第194話 一歩、前へ (6)

 ぼんやり光る蛍光灯の下で、落ちてくる雨粒を眺めていた。しばらくして、一台の車が駐車場へと入ってくる。車のライトが消えたところで、傘を広げ、アパートの軒下から出た。叩きつける雨の勢いは強い。スマホのライトで水たまりを避けながら、運転席へと近づいた。ガラス越しに手を振ると、春海が驚いたよう手を振り返す。


「春海さん、入ってください」

「ありがとう」


 春海が、ドアを閉め、傘に飛び込んできた。


「すごい雨ですね」

「ほんと。もう、いい加減に止んでほしいわ」


 右腕に絡まった体を意識しないように、春海を先導していく。先週までは夏を思わせる天気だったのに、降り続く雨のせいで、今日は肌寒い。薄暗い玄関を目指して、春海を雨から庇った。


 ◇


 鈍い衝撃が、繋いだ手から伝わり、我にかえった。目を開けると、玄関のドアに春海を押しつけるような格好になっている。


「ごめんなさい! どこに当たりました?」

「大丈夫よ」


 おろおろする歩を「軽く、ぶつかっただけだから」と春海がなだめる。ドアに寄せた傘の下には、大きな水たまりの跡ができているのに、二人とも靴さえ脱いでいない。
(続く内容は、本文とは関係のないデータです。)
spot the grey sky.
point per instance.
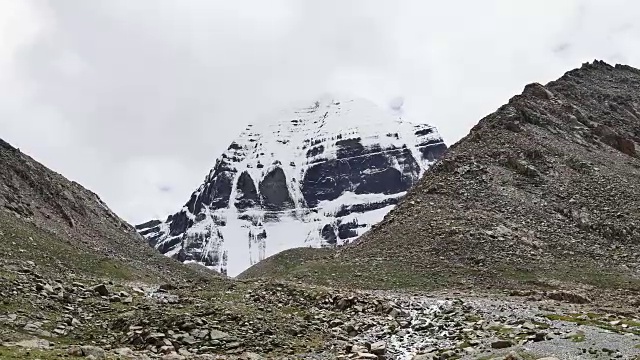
(136, 99)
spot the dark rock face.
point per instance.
(274, 192)
(362, 171)
(247, 195)
(319, 176)
(547, 189)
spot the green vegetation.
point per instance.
(22, 240)
(10, 353)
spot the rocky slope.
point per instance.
(56, 222)
(315, 176)
(546, 190)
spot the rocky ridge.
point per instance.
(50, 220)
(542, 193)
(317, 176)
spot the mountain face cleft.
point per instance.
(317, 176)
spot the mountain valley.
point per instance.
(519, 242)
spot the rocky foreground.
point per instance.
(48, 317)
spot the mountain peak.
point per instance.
(316, 175)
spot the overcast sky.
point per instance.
(135, 99)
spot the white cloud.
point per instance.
(135, 99)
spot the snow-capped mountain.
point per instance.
(316, 176)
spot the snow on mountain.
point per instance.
(316, 176)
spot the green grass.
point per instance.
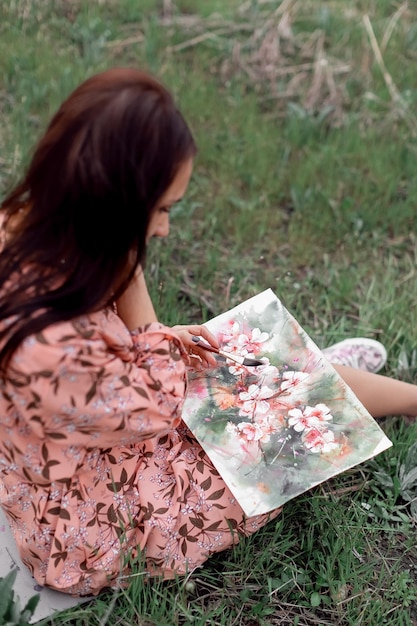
(305, 182)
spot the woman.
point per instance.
(95, 463)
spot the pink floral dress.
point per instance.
(96, 465)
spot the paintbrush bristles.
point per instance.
(241, 360)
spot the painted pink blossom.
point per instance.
(291, 380)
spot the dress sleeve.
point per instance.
(94, 384)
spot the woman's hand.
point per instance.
(199, 357)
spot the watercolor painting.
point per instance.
(276, 430)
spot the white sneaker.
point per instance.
(360, 353)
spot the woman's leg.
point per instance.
(380, 395)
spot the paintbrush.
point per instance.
(241, 360)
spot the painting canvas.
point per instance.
(278, 429)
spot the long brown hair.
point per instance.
(107, 156)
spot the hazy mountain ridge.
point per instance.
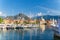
(18, 16)
(47, 17)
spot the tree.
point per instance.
(1, 20)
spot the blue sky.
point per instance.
(29, 7)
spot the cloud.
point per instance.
(2, 14)
(39, 14)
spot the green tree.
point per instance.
(1, 20)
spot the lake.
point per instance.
(27, 34)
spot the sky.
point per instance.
(29, 7)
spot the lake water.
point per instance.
(27, 34)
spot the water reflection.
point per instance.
(26, 34)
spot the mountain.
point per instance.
(19, 16)
(47, 17)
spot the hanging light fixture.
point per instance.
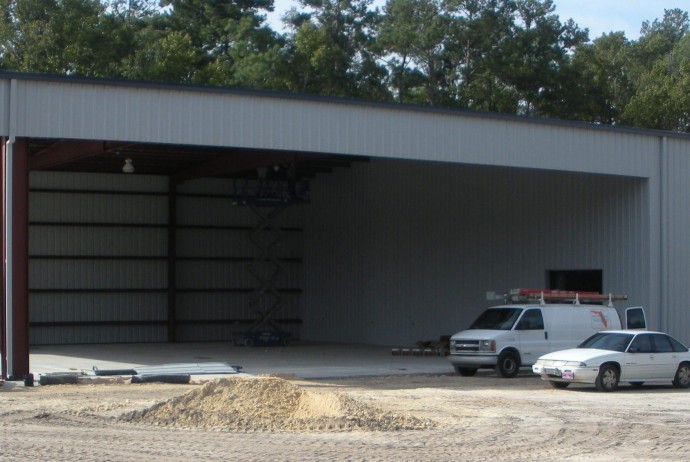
(128, 167)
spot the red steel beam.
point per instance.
(66, 151)
(3, 290)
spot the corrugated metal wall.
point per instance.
(406, 251)
(97, 268)
(274, 121)
(99, 260)
(674, 246)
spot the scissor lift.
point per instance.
(268, 200)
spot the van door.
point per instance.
(635, 318)
(532, 336)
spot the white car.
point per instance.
(609, 357)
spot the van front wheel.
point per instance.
(508, 365)
(466, 371)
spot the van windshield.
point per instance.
(497, 319)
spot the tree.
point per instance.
(662, 99)
(230, 38)
(56, 36)
(330, 48)
(411, 39)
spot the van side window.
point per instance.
(531, 320)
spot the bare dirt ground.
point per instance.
(415, 418)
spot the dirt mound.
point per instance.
(273, 404)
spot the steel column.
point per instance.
(16, 257)
(172, 260)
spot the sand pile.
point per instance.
(273, 404)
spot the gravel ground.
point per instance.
(470, 418)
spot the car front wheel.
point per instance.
(559, 385)
(682, 378)
(608, 378)
(466, 371)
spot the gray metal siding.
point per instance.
(674, 247)
(170, 115)
(405, 251)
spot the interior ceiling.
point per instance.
(179, 161)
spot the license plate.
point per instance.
(552, 371)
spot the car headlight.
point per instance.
(487, 345)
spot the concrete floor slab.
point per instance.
(307, 361)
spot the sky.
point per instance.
(599, 16)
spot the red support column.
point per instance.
(16, 365)
(3, 310)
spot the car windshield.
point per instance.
(497, 319)
(608, 341)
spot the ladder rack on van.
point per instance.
(561, 296)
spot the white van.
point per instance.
(511, 336)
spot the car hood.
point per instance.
(579, 354)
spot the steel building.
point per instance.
(399, 220)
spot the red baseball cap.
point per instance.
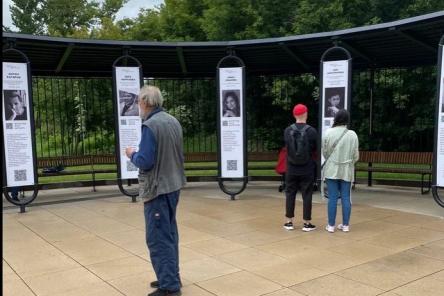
(299, 109)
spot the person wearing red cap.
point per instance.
(301, 142)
濡れた左肩を拭いてもらいながら、ねだったキスにいつの間にか夢中になっていた。申しわけない気持ちのまま、先に春海を部屋に通す。ひそかに落ち込む歩に気づいたらしく、春海が、すれ違いざまにささやいた。

 

「また、後でね」


 その一言に、打ち抜かれたように動けなくなった。最近、もっと触れたいという気持ちに振り回されている。キスの途中、恐る恐る腰に触れた手は、結局引っ込めてしまったけれど、春海が、唇の端で笑っていたから、気づかれているだろう。先程までの感触を思い出すだけで、体が熱い。

 

「歩?」

「今、行きます」


 いつまでも動かない歩を心配して、春海が戻ってくる。手を繋ぐことにようやく慣れた自分とは違い、春海はキスの後も平然としている。そんな姿をうらやましく思いながら、玄関を上がった。


 ◇


 春海のリクエストで、夕食に卵焼きを追加した。いつもと変わらない手順なのに、今日は春海が熱心に見守っている。


「あとは、卵を焼くだけです」

「じゃあ、他に隠し味とか入れてないのね」

「はい」


 熱々の卵焼きを並べ、向かい合って箸を取る。春海が、味を確かめるように、ゆっくり咀嚼した。悩むような声につられ、歩も口に入れる。普段と変わらない味がする。


「花ちゃんの卵焼きと、そんなに違います?」

「なんとなくって違いなの。でも、やっぱり、あたしは、こっちが好きだな」


 頷きながら春海が、もう一切れ箸で摘まむ。おいしそうに頬張る姿に、歩まで嬉しくなる。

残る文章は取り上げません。